They will get crawled - but they will not be indexed.
Google has interpreted robots.txt to only apply to indexing and not spidering. YOu will need to use a htaccess ban to stop the bot in that directory.
what would be the effects of a htaccess ban?
Well - if you do it right - you only ban anything with GOOGLEBOT as the agent in those directories. This is difficult to do.
Thanks a lot for replying.
|They will get crawled - but they will not be indexed. |
Google has interpreted robots.txt to only apply to indexing and not spidering.
Actually I could not get this correctly.
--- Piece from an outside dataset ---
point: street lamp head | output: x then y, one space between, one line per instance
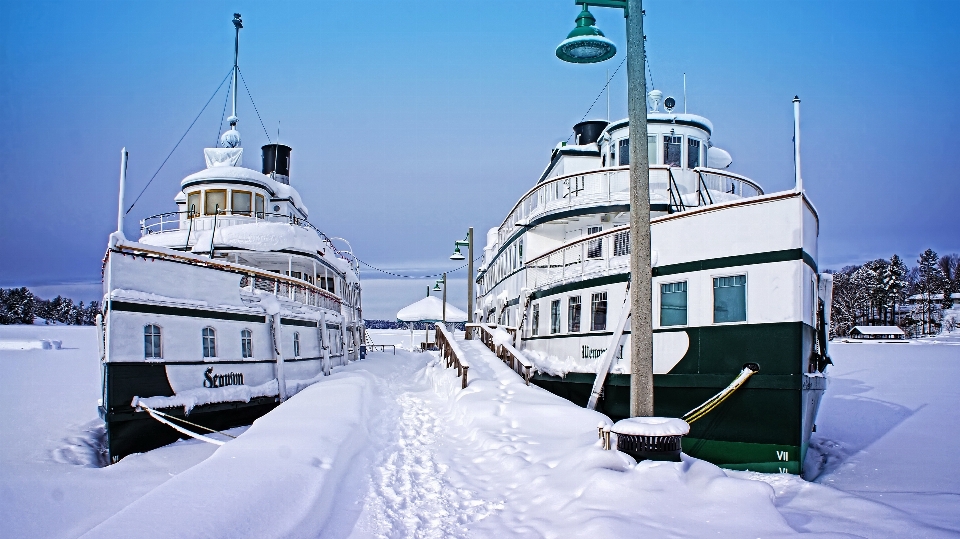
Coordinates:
586 44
What I interpret is if I disallow a particular file or folder using robots.txt it gets crawled but the content is not indexed in the SE's database.
But what I am observing is, I have disallowed a few folders in my robots.txt file, but inspite of that respective Url's are being displayed in the SERP's for a particular keyword, without any title tags or description.
Do I have to use .htaccess file in order to stop this.
I shall be highly obliged if you help me out in this regard.
So they are URL only listings.
what i've seen is if there are external links to the pages you have disallowed, they still appear as URL only listings. They will either dissappear in time or stay url only. If you really want to get them removed from the index submit your bot file to Google they will remove any pages that are indexed. But be warned make sure your Bot file is correct syntax wise (use the bot validator) and these pages will return after 180 days i think it mentions that on the page somewhere.
I have seen googlebot perfectly respecting the /robots.txt - that is: NO crawling of Disallowed: stuff and therefore NO indexing.
If the files are old and you have put up the robots.txt only recently, perhaps you have to give it some more time to settle.
The format of your file looks good.
Make sure you have the robots.txt in the domain's document root and that it is accessible (file permissions). Check in the logs that it got accessed by googlebot without error.
Thanks for the advice, but do I submit the robots.txt file as normal page/url submission. Or are there other means to submit a .txt file on the server.
Use the <meta name="robots" content="noindex"> tag on the page to completely remove all mention of the page from the index (and do not mention the page in robots.txt otherwise Google will not get in to actually see the tag).
If you only use robots.txt then Google will always show the page as a URL-only listing, and will show it (probably) for ever more.
If you disallow something using robots.txt, something that is already indexed, then Google will not remove it on its own. You can submit the URL of the robots.txt file to the Removal Tool on the Google URL Console and that will remove it for 180 days (sometimes only 90) but then it will be relisted, even if it is still disallowed in the robots.txt file. Use the meta tag for full and permanent removal.
in response to SeoChristine:
"I have seen googlebot perfectly respecting the /robots.txt - that is: NO crawling of Disallowed: stuff and therefore NO indexing.
If the files are old and you have put up the robots.txt only recently, perhaps you have to give it some more time to settle."
im having the same problem, my ecommere software generates a horrible site map. its too big, has far too many links etc.
so i set out my robots.txt like this:
is this ok?
If Google ever sees a link to a page (even if that page doesn't actually exist, and has never existed, and never will exist) then it will still show the URL that it has found as a URL-only entry in the SERPs. Listing that URL in your robots.txt will stop the URL from being crawled and indexed. It will NOT stop the URL from being listed as a URL-only entry for ever more though. Only a noindex meta tag on the page itself can stop the URL from appearing at all.